2.4 Design architecture that complies with regulatory and security concerns

Building secure ML systems

Privacy implications of data usage

Identifying sensitive data

Sensitive data in columns: Sensitive data can be restricted to specific columns in structured datasets.In this case, you identify which columns have sensitive data, decide how to secure them, and document these decisions.

Sensitive data in unstructured text-based datasets: Sensitive data can be part of an unstructured text-based dataset, and it can often be detected using known patterns. (Tool: Regular expression → Cloud Data Loss Prevention API)

Sensitive data in free-form unstructured data: Sensitive data can exist in free-form unstructured data such as text reports, audio recordings, photographs, or scanned receipts. There are many tools available to identify it:

free-text documents: use Cloud Natural Language API to identify entities, email addresses, and other sensitive data.
audio recordings: Cloud Speech API + Cloud Natural Language API
images: use Cloud Vision API to yield raw text from the image and isolate the location of that text within the image
videos: parse each video into individual picture frames and treat them as image files, or use Cloud Video Intelligence API + Cloud Speech API

Sensitive data in a combination of fields: Sensitive data can exist as a combination of fields, or manifest from a trend in a protected field over time.
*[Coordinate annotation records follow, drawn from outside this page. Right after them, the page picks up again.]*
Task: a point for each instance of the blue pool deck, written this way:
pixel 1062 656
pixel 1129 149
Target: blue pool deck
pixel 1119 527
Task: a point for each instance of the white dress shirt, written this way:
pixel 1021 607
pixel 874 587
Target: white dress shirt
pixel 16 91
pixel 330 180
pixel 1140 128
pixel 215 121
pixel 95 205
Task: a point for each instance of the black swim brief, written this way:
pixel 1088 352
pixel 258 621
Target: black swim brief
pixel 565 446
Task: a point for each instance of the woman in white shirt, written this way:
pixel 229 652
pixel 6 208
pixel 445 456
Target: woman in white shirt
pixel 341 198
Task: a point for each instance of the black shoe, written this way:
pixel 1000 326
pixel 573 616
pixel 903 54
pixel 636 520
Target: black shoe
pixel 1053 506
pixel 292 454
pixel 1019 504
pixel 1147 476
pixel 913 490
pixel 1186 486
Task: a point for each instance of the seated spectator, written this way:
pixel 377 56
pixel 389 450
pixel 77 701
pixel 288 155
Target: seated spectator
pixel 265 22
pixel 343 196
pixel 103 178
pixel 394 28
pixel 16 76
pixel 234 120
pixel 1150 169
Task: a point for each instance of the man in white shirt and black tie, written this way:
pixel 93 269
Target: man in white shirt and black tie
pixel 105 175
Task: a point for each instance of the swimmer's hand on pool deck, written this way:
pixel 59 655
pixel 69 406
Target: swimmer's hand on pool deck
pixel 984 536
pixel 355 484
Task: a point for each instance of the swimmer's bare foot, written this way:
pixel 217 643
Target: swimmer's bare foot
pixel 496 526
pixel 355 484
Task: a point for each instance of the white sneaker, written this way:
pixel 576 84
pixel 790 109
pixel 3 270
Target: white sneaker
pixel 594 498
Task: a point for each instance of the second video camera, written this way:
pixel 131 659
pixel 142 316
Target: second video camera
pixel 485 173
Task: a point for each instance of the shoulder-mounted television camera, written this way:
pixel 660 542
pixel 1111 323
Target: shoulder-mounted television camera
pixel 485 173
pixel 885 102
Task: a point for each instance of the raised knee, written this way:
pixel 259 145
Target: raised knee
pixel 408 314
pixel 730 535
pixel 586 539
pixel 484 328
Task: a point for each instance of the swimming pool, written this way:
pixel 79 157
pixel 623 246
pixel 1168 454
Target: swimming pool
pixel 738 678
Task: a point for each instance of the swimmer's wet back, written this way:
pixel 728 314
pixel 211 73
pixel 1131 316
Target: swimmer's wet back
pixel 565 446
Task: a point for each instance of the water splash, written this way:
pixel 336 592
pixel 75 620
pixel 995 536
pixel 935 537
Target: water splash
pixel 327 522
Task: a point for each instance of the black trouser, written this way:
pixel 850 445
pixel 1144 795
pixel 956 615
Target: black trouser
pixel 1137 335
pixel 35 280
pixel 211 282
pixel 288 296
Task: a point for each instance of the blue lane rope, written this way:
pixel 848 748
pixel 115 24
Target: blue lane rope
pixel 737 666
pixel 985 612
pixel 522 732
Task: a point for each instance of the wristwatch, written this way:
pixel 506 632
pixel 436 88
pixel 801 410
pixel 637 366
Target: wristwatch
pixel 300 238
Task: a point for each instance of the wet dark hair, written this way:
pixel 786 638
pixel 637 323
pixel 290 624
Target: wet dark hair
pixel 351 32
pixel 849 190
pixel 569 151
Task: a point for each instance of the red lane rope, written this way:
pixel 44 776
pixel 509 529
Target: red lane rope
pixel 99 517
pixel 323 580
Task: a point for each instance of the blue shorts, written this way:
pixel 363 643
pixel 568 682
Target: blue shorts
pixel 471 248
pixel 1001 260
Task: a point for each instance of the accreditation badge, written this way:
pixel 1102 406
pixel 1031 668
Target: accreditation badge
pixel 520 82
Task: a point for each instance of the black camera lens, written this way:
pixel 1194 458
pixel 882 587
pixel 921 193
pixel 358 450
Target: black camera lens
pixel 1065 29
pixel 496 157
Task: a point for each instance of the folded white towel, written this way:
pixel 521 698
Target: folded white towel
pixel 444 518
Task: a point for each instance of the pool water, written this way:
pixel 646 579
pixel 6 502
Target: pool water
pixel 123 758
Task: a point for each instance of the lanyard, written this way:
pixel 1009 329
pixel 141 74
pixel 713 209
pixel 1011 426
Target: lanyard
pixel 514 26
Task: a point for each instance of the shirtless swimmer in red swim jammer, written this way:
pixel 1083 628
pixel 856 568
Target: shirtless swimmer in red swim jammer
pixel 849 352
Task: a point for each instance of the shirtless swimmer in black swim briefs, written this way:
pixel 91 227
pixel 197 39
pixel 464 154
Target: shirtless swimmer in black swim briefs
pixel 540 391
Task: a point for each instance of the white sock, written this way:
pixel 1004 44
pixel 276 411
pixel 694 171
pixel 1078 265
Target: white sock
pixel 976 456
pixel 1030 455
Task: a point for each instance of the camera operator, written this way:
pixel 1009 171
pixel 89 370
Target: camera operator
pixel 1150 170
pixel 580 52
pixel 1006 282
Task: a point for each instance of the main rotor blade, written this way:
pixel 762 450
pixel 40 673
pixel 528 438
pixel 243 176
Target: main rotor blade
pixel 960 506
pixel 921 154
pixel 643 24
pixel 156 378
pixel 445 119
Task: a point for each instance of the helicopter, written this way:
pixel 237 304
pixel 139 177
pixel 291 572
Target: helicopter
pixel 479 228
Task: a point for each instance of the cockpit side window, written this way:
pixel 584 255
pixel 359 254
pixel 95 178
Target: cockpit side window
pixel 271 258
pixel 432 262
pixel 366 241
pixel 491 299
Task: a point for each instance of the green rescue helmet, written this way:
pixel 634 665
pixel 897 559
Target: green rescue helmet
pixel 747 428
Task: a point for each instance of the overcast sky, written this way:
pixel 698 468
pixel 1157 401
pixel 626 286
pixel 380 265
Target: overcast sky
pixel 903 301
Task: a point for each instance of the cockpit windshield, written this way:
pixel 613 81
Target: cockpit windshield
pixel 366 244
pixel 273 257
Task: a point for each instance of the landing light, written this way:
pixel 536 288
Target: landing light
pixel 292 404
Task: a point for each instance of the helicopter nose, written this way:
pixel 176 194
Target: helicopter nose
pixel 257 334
Sensitive data in unstructured content: Sensitive data sometimes exists in unstructured content because of embedded contextual information.

For model development it is often effective to take a subsample of this data that has been scrubbed and reviewed by a trusted person and make it available for model development. You would then be able to use security restrictions and software automation to process the full dataset through the production model training process.

Protecting sensitive data

Removing sensitive data

For structured datasets: create a view that doesn’t provide access to the columns in questions
For unstructured content which is identifiable using known patterns: use Cloud DLP to automatically remove and replace it by a generic string
For unstructured free-form data: extend the GCP API tools to identify the sensitive data to mask or remove it
For combination of fields: incorporated automated tools or manual data analysis steps to quantify the risk posed by each column, then your data engineers can make informed decisions about retaining or removing any relevant column.

Masking sensitive data

use a substitution cipher to replace all occurrences of a plain-text identifier by its hashed and /or encrypted value
Tokenization: pushing the encrypted values into a separated database.
PCA/dimension-reducing techniques. all PCA processing reduces the data distribution, and trades accuracy for security.

Coarsening sensitive data: decrease the precision or granularity of data. This method is suited for:

Locations
Zip Codes: use just the first three digits (“zip3”)
Numeric quantities: Numbers can be binned to make them less likely to identify an individual.
IP addresses: zero out the last octet of IPv4 addresses (the last 80 bits if using IPv6).

Establishing a governance policy

If your datasets have any amount of sensitive data, it is recommended that you consult legal counsel to establish some sort of governance policy and best practices documentation.